No faltan motivos para que así fuera. La percepción de que Cuenca está abandonada y sufre las consecuencias de una gestión insuficiente y una falta de atención continuada está ampliamente extendida y no es infundada. Se basa en hechos tan evidentes como la incapacidad del Ayuntamiento para resolver cuestiones que llevan años pendientes, como la falta de unas instalaciones adecuadas para el archivo municipal, el estado del edificio del mercado, las deficiencias en el servicio de autobús urbano o el destino que algún día habrá que dar al denominado Bosque de Acero si se quiere dignificar su entorno, por citar solo unos pocos ejemplos que cualquier vecino reconocerá.
Pero no son únicamente los grandes asuntos los que revelan el deterioro de la gestión. La falta de supervisión y de respuesta se manifiesta también en los detalles cotidianos, en incidencias menores que deberían solucionarse con rapidez y que, sin embargo, se atienden mal o permanecen sin resolver durante semanas, meses e incluso años. Es en esas cuestiones aparentemente menores donde se aprecia con más claridad que los servicios municipales no están funcionando como deberían.
Hace unos días, por ejemplo, durante uno de los cortes de agua que los conquenses hemos sufrido recientemente, el servicio municipal correspondiente informó de que la interrupción del suministro afectaría a toda la ciudad excepto al barrio de Tiradores y al casco antiguo. En este último, sin embargo, la zona de la Puerta de San Juan se quedó sin agua durante horas, para sorpresa de unos vecinos que no habían sido informados correctamente. Ni la comunicación ni la coordinación interna funcionaron, al parecer, como sería exigible.
Otro ejemplo: junto a la entrada de la Audiencia Provincial, en la calle Palafox, una losa permanece levantada en la acera desde poco después de Semana Santa, “protegida” por una valla que obliga a los peatones a caminar unos metros por la calzada. Durante todo ese tiempo nadie ha procedido a reparar un problema que no requiere una actuación compleja ni una intervención estructural: se trata simplemente de una acera rota que podría arreglarse en unos pocos minutos.

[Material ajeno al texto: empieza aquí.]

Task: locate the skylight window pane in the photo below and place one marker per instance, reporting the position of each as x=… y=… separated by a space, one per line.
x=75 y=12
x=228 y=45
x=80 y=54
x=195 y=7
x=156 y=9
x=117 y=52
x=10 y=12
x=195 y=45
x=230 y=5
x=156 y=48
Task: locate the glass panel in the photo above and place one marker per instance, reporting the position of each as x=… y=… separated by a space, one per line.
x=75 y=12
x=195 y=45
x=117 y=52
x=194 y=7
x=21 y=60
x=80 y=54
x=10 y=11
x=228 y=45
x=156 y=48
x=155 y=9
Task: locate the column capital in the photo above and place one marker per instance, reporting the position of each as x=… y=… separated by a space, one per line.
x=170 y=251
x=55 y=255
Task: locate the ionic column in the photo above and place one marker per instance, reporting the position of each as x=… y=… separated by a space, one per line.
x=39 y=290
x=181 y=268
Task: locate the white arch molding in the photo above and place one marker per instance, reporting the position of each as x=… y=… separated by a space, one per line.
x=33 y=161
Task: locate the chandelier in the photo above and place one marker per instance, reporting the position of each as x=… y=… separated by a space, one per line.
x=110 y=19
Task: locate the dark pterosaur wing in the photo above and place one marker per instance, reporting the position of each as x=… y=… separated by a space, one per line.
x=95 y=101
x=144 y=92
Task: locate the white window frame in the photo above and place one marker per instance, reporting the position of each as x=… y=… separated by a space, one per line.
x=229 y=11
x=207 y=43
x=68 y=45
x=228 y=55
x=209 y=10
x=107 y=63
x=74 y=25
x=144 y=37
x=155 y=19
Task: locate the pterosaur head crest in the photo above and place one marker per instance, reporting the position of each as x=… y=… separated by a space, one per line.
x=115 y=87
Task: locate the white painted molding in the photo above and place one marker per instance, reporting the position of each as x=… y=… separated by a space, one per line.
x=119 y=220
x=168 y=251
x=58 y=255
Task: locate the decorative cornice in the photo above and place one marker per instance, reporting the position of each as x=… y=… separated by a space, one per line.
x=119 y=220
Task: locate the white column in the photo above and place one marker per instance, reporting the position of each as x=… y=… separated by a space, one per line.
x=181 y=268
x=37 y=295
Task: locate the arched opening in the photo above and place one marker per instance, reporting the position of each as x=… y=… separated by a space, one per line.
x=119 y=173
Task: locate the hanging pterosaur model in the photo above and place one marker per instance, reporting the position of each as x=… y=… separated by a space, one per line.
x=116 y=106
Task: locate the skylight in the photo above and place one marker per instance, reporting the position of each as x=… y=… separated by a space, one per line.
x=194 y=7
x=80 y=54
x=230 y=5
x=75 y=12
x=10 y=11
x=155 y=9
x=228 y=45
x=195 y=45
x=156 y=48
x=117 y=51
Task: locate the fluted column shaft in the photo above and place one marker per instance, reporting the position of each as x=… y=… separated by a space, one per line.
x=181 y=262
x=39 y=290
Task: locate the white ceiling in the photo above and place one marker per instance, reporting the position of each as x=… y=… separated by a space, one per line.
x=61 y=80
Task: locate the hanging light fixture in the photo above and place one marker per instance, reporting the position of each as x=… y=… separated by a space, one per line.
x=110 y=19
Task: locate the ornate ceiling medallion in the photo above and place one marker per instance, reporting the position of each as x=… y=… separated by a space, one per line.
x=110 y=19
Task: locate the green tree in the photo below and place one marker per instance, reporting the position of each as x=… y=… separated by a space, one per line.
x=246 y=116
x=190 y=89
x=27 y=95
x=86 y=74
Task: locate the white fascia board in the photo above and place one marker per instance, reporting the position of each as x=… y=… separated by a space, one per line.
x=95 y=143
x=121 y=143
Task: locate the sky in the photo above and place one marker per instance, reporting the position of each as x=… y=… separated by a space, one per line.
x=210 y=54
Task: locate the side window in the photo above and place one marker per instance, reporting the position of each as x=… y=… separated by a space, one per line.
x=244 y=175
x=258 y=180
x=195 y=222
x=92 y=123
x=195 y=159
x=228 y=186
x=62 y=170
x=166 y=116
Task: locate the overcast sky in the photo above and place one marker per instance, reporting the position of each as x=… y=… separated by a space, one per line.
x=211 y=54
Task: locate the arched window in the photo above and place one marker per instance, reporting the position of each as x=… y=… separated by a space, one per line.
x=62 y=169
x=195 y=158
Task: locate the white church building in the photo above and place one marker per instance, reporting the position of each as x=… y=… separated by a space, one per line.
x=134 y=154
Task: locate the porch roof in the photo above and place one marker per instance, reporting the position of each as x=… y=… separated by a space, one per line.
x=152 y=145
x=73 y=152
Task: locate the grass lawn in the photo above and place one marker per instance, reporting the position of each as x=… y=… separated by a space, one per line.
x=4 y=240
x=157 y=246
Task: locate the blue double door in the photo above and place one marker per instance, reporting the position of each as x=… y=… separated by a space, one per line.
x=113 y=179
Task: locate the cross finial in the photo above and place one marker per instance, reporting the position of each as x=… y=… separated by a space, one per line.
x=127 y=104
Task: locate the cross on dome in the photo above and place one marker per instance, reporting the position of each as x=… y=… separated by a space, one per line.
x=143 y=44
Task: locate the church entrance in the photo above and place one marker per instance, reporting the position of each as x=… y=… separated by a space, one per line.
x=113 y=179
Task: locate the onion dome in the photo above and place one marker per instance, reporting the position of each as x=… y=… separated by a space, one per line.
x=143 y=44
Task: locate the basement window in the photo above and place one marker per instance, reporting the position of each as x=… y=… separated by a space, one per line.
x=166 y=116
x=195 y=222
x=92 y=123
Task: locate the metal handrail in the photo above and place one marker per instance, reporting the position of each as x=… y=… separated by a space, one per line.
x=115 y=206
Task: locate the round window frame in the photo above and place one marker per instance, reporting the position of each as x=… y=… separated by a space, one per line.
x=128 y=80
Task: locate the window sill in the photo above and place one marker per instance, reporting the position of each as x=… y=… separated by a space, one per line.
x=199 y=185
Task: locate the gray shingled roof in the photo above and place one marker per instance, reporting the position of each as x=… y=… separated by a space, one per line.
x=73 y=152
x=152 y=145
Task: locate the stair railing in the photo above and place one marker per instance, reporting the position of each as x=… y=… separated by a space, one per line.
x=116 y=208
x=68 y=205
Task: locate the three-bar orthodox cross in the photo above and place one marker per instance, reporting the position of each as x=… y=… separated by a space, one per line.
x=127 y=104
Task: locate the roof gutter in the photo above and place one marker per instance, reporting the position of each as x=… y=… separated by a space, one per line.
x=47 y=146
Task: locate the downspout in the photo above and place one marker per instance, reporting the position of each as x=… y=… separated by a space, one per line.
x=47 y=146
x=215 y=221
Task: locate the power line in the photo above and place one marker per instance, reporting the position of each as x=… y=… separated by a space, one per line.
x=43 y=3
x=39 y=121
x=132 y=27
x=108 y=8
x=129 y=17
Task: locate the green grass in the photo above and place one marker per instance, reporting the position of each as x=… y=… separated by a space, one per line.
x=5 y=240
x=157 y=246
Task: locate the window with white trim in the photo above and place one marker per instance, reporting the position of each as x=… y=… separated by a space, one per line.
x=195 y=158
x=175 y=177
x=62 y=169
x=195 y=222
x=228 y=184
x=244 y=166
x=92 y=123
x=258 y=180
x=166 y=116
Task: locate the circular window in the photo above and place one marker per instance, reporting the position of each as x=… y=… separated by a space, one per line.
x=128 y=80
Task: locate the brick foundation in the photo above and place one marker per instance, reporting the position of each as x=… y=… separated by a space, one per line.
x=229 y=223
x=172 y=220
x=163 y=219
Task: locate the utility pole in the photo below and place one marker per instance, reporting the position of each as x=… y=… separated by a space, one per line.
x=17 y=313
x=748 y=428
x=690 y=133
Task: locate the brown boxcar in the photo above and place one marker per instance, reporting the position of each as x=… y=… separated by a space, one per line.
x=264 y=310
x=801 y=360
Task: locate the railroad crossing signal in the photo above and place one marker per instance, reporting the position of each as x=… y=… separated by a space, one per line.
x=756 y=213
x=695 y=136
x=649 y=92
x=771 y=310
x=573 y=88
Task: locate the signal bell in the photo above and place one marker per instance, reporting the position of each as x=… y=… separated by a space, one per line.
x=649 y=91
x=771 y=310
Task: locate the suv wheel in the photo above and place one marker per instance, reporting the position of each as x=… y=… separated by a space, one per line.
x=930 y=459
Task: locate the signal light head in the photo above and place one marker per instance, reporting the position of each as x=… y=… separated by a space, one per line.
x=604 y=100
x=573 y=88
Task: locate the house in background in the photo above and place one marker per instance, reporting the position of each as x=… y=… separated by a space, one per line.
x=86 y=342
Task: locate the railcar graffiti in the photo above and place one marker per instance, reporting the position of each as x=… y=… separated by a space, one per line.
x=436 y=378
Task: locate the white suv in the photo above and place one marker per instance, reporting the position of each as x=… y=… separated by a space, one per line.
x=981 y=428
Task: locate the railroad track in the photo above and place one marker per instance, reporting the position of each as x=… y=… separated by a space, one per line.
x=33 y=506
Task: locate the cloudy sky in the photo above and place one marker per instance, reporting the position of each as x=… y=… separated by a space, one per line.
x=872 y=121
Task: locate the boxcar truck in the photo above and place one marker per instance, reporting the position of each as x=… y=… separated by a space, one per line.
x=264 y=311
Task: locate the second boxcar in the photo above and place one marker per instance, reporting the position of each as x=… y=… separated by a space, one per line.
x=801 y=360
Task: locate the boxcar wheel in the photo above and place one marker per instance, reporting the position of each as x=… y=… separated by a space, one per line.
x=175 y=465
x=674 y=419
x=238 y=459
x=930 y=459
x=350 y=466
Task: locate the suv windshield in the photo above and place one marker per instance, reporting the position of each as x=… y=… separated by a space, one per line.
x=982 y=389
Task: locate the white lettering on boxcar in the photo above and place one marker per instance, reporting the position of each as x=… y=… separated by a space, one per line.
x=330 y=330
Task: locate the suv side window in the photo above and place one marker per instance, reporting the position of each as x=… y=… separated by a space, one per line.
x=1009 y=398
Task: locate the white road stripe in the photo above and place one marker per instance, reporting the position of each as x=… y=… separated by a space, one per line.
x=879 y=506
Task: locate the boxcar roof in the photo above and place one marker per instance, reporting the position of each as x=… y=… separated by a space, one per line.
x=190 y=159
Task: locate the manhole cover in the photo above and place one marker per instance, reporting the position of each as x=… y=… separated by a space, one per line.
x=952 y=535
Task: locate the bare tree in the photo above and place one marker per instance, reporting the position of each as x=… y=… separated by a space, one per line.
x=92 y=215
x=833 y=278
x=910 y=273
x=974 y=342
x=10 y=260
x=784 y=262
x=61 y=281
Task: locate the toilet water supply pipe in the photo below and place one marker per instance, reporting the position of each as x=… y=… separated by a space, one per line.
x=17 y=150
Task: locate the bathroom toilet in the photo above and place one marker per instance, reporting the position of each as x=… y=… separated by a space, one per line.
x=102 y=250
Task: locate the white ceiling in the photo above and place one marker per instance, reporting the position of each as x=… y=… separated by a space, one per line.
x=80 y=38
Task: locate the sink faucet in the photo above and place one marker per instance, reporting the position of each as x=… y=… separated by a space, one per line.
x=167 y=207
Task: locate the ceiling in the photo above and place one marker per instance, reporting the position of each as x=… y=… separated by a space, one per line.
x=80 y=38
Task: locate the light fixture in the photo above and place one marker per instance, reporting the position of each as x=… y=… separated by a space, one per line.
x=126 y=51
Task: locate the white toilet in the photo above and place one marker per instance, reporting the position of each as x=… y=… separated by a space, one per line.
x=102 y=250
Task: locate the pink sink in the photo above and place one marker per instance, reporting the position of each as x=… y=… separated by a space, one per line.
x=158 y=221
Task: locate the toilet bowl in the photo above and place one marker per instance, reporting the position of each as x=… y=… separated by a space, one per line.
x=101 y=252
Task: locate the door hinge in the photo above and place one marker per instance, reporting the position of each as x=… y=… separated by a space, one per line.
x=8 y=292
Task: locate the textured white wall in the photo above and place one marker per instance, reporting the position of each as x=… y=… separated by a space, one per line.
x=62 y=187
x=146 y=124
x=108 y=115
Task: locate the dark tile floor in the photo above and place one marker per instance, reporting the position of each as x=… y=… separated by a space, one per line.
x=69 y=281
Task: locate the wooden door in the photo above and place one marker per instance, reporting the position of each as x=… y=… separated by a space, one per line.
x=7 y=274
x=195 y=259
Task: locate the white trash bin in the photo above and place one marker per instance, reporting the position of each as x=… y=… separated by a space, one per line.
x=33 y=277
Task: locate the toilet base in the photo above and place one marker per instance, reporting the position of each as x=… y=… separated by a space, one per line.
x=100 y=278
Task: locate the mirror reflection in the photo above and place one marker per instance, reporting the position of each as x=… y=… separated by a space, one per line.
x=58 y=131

No muy lejos de allí, junto a la fuente del puente de la Trinidad, apenas quedan tres o cuatro bolardos dispersos de los muchos que se colocaron en su día para evitar que los coches invadieran el espacio peatonal. En este caso no hablamos de meses, sino de años sin que se haya actuado, a pesar de la sensación de dejadez y abandono que produce la contemplación de los pocos bolardos que quedan en pie. Alcalde, concejales y responsables municipales pasan por allí a diario en su camino hacia el Ayuntamiento, en algunos casos varias veces, sin que nadie se haya sentido concernido hasta ahora.
Son solo tres ejemplos aparentemente menores, pero reveladores. Cualquier vecino de la ciudad podría añadir otros tantos que encuentra en su entorno cotidiano y que confirmarían la misma impresión: incidencias pequeñas que no requieren grandes inversiones ni dependen de proyectos estratégicos, sino que sólo exigen gestión atenta, supervisión constante y capacidad de respuesta. Aun así, ahí siguen, sin resolverse. La conclusión es inevitable: cuando una ciudad no es capaz de atender ni lo grande ni lo pequeño, lo que falla no es un servicio concreto, sino el funcionamiento general de su Ayuntamiento. Cuenca necesita muchas cosas, algunas de ellas muy difíciles de conseguir; en los problemas de los que aquí hablamos, sin embargo, nos conformaríamos con algo muy básico y sencillo: una Administración atenta que observe y actúe para cuidar de lo que ya tenemos. ¿Pedimos demasiado?